As the core density increases on a CPU it opens up the opportunity to consolidate the number of nodes required in any given cluster, but in a vSAN cluster, node consolidation has a negative effect on available IOPS, if you think about how each node provides a specific amount of IOPS, lowering the number of hosts in the cluster removes the IOPS capability of the nodes you are consolidating by, take the following for example:
Number of VMs : 200
vCPU Per VM : 4
Virtual Memory per VM : 32GB
Storage per VM : 600GB
vCPU to Core Ratio : 4 to 1
Now for the purpose of this sizing excersize I am going to use the vSAN Sizing tool and apply some cluster settings as per below:
So in the above scenario, the number of cores per CPU is 18, and I want to ensure that this is a two disk group configuration, if we then input the workload details as per below:
You will see when we click on recommendation that it shows a required node count of 8 (not taking into account any N+1 capability as we left that as 0 for the purpose of this sizing)
And we can see the disk config below:
However, if we increase the number of CPU Cores to 20 by clicking on the “+” in the sizing output we can see that it changes the number of nodes
And again if we increase the number of cores again to 22 we get a further reduction in the number of nodes to 6
The sizing tool will dynamically increase or decrease the number of disks required per host as well as the RAM per node that is required as you can see here:
But one thing we have not factored in here is the decrease in IOPS Capability that reducing by two nodes , if say for example each node was capable of 80K IOPS, reducing the node count by two means you have just lost 160K IOPS Capability, so what can we do to mitigate that?
Well instead of using SAS/SATA SSDs in your vSAN design, you could opt to use Intel Optane for Cache, and NAND based NVMe drives for capacity.
For write operations, Intel Optane greatly improves on write performance as I have written about before, but also read performance is greatly accelerated because the capacity devices are NVMe, so therefore reducing your node count by two in this case and utilising this kind of technology means you still get similar levels of performance, the best part is, the overall solution will cost you less too, so your TCO comes down which is good for your finance department right?

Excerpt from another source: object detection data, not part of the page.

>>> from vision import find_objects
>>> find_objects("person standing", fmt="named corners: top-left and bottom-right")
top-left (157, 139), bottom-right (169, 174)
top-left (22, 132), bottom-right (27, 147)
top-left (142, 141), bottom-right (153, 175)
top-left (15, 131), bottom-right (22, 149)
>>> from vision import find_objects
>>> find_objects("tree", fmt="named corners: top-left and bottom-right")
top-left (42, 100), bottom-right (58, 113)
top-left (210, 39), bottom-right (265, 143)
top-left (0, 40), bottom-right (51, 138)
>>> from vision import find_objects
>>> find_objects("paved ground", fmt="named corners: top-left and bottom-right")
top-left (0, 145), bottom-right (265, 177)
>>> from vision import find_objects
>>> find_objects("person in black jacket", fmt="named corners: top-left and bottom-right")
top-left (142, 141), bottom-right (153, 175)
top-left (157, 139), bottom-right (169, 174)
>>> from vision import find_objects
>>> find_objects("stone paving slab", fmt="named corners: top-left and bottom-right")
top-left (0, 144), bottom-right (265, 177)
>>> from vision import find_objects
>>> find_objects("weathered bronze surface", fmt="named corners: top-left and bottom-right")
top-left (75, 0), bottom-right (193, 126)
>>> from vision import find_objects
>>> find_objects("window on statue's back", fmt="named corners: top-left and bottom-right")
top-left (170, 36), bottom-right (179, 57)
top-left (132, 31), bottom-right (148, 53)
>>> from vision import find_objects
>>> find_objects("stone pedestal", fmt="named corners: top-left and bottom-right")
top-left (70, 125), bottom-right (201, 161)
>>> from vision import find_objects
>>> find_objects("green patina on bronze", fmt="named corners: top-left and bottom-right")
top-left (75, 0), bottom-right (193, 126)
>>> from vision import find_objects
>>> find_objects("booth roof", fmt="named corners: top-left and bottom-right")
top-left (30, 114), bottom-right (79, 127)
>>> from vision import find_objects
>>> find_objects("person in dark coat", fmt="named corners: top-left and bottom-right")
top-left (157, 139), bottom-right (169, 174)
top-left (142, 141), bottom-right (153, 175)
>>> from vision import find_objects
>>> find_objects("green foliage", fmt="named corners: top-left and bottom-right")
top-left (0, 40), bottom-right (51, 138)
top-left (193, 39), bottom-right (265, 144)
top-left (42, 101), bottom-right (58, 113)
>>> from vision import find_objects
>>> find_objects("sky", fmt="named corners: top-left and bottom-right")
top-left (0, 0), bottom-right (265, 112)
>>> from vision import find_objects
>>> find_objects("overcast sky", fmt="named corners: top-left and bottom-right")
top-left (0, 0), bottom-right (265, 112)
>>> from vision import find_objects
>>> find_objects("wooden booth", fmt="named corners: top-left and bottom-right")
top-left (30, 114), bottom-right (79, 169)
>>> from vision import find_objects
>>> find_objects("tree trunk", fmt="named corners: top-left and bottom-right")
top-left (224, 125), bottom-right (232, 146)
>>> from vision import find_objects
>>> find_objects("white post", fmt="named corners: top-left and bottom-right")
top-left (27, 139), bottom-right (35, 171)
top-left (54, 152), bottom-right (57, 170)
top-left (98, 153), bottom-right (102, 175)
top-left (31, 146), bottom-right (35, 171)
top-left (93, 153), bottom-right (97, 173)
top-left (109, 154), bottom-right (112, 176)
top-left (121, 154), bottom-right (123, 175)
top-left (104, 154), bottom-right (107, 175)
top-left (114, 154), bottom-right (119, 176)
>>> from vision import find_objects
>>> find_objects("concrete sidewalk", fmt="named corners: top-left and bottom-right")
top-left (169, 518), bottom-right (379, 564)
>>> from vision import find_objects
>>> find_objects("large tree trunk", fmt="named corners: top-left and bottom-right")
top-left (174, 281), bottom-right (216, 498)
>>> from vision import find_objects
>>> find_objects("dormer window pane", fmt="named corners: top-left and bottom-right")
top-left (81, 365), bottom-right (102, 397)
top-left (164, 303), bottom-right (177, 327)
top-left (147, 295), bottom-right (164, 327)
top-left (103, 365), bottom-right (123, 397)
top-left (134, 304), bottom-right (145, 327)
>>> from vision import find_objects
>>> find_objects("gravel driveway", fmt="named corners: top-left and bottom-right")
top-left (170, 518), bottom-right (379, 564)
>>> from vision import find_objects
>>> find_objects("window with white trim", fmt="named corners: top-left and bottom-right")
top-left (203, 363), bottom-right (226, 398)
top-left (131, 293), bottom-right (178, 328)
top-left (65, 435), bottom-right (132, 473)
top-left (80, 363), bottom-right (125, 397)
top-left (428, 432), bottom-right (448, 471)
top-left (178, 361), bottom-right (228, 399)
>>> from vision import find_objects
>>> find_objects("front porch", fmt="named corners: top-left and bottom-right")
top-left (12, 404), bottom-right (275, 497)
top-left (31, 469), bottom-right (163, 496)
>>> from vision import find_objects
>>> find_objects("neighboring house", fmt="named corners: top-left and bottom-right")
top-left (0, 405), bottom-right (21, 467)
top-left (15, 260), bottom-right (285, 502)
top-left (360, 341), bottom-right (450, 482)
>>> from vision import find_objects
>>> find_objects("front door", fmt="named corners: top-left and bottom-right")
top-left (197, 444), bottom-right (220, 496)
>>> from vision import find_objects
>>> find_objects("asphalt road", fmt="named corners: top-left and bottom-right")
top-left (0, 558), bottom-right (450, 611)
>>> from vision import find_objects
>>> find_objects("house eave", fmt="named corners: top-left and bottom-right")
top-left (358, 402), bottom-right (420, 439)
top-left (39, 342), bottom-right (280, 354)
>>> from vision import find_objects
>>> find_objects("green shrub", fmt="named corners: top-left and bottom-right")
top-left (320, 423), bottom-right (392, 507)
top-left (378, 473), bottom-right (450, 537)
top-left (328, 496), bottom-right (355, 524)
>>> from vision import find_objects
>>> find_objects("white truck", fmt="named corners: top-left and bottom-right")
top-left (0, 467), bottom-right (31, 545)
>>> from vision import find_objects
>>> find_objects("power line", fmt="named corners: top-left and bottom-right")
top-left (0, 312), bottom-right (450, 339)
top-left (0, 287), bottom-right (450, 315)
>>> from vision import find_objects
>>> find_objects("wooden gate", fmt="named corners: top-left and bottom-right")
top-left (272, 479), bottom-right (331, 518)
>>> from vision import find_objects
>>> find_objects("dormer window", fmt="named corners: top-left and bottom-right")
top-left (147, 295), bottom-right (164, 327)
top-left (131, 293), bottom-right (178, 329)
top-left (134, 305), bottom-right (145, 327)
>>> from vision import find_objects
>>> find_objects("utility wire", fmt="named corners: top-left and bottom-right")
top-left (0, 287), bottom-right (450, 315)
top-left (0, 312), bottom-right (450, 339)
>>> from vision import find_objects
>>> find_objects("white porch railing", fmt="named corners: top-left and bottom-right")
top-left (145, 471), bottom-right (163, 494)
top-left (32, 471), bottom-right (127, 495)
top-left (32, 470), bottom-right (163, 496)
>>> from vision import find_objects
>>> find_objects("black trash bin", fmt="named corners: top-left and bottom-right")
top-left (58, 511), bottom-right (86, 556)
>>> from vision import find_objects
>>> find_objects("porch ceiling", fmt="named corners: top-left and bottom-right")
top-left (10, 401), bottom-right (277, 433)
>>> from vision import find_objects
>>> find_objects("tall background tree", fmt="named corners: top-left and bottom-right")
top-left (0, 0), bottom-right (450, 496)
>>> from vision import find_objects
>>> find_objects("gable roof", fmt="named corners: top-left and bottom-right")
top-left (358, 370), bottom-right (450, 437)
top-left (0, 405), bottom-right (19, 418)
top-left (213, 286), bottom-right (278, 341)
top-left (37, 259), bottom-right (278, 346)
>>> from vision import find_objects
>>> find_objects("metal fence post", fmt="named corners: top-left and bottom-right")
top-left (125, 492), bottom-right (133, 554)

One question I get asked frequently is what size Optane device is sufficient?
Well in all of my testing, I very rarely saturated the write buffer even with 375GB Optane drives as cache devices, the reason for this is because vSAN starts to perform de-staging from the cache tier to the capacity tier when the write buffer becomes around 30% Full, and because the capacity tier it NVMe based, the de-staging happens a lot quicker, especially since vSAN 6.7 U3 where the de-stage limits have been removed.
So when would a 750GB Optane be useful?
High write intensive workloads such as Video Surveilance and Databases, or when your capacity disks are much slower, Optane can still be used in vSAN Configurations where the Capacity Tier is SAS/SATA which of course are not as fast as most NVMe devices so the write buffer can get more full.
So just to re-cap, you can save money on your vSAN deployments by consolidating hosts with higher core count CPUs as well as leveraging newer technology such as Intel Optane in the Cache Tier and NVMe in the capacity tier thus saving money whilst maintaining same level of performance or better, what’s not to like?